Brazil: Inflation jumps to over one-year high in February
Latest reading: Inflation overshot the upper bound of the Central Bank of Brazil’s 1.5–4.5% tolerance band for the fifth month running in February, rising to 5.1% in February from January’s 4.6%. February’s result was the highest inflation rate since September 2023. Looking at the details of the release, the acceleration was chiefly due to housing and utilities prices rising in February after dropping in the previous month. Conversely, price growth for food and transport eased.
Meanwhile, the trend was unchanged, with annual average inflation coming in at January’s 4.4% in February. Meanwhile, core inflation rose to 4.5% in February from January’s 3.7%.
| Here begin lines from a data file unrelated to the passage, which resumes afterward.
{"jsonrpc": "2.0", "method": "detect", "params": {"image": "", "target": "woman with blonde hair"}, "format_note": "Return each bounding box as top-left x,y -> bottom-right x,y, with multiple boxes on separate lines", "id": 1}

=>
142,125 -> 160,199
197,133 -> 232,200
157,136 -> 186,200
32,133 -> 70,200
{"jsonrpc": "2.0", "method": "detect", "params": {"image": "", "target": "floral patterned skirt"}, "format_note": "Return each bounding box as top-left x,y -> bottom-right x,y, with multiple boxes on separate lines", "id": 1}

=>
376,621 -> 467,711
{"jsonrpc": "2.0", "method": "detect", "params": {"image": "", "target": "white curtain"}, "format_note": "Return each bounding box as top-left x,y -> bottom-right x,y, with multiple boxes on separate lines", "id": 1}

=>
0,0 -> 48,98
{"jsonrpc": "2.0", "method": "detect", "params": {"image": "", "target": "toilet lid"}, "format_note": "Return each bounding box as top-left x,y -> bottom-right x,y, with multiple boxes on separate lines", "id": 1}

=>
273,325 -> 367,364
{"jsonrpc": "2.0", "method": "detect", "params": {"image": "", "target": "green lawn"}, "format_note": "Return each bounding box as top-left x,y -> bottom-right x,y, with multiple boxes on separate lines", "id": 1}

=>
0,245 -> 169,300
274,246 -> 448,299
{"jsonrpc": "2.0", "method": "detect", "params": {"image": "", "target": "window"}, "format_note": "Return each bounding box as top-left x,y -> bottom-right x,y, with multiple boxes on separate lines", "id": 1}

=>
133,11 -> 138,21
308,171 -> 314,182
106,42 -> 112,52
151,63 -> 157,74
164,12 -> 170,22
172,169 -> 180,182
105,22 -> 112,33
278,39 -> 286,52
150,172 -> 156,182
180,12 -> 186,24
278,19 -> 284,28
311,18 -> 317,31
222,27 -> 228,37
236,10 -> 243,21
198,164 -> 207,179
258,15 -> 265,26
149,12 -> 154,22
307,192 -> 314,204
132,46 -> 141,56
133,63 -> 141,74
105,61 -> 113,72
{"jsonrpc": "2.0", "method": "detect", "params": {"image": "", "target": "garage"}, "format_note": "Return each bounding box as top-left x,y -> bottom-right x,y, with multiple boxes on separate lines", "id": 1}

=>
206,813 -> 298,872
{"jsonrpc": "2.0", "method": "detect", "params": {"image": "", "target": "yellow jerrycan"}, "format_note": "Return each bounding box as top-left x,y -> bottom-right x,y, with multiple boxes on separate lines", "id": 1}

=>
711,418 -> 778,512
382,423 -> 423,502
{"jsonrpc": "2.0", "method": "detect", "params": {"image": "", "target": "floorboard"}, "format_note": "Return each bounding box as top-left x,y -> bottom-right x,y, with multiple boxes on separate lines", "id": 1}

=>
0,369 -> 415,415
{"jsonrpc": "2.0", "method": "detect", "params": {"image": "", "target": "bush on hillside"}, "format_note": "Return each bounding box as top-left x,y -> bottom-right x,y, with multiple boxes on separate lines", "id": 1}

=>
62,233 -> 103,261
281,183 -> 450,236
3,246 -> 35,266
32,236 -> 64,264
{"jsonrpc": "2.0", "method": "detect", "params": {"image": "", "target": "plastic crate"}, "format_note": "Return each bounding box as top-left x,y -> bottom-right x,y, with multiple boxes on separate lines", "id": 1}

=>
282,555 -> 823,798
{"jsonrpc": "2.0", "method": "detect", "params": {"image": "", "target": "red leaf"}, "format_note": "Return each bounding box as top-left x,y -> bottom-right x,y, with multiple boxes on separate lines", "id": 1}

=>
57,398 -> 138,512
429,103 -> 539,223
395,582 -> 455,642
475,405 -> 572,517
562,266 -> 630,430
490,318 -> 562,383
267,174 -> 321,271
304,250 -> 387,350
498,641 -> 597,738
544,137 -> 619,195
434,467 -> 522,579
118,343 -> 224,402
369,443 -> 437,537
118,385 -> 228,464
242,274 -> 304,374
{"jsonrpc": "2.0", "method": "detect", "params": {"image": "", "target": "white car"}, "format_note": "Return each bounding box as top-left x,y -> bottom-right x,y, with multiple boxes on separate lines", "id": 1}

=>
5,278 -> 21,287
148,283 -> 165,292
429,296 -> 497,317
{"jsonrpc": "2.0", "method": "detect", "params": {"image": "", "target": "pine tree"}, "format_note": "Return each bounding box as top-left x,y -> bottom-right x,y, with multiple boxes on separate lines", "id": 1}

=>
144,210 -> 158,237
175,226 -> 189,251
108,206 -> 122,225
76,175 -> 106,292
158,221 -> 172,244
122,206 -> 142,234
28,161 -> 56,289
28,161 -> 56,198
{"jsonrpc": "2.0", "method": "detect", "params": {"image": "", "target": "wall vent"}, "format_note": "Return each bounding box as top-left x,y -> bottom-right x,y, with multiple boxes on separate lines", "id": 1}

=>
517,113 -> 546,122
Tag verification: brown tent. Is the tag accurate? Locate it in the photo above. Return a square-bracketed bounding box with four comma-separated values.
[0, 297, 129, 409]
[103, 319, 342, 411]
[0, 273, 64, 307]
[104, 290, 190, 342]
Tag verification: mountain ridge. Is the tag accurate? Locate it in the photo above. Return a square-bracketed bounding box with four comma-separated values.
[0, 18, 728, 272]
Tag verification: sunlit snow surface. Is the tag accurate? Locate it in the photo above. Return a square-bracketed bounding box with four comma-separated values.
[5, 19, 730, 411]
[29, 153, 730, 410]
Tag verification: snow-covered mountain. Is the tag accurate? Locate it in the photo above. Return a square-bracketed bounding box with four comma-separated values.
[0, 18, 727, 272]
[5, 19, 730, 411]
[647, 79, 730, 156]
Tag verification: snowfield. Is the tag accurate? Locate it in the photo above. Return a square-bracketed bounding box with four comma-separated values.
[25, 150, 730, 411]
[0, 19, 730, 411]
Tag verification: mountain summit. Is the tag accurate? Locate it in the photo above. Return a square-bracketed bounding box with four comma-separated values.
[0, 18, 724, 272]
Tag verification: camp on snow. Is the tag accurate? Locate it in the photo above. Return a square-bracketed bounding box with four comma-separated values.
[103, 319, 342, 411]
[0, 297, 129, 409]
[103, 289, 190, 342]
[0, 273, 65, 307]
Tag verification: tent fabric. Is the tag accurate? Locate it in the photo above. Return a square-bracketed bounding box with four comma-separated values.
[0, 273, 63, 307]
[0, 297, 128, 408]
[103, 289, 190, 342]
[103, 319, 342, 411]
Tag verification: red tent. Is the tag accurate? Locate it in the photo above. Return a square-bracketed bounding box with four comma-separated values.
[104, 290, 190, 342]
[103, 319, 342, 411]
Finally, consumer prices rose 1.31% over the previous month in February, picking up from the 0.16% rise recorded in January. February’s result marked the highest reading in nearly three years.
Outlook: Our Consensus is for average inflation to rise further and peak in Q2, and to then inch down in Q3–Q4; it will take time for past interest rate increases—the current tightening cycle began in September 2024 and amounts to 275 basis points of hikes so far—to trickle down to the economy and restrain domestic demand.
Overall in 2025, our panelists see inflation surpassing both 2024’s level and the Central Bank’s tolerance band. Despite having a wider positive interest rate differential versus the U.S., Brazil’s currency is set to average at a weaker exchange rate in 2025 than in 2024, spurring inflation. Upside risks include extreme weather impacting electricity and food prices.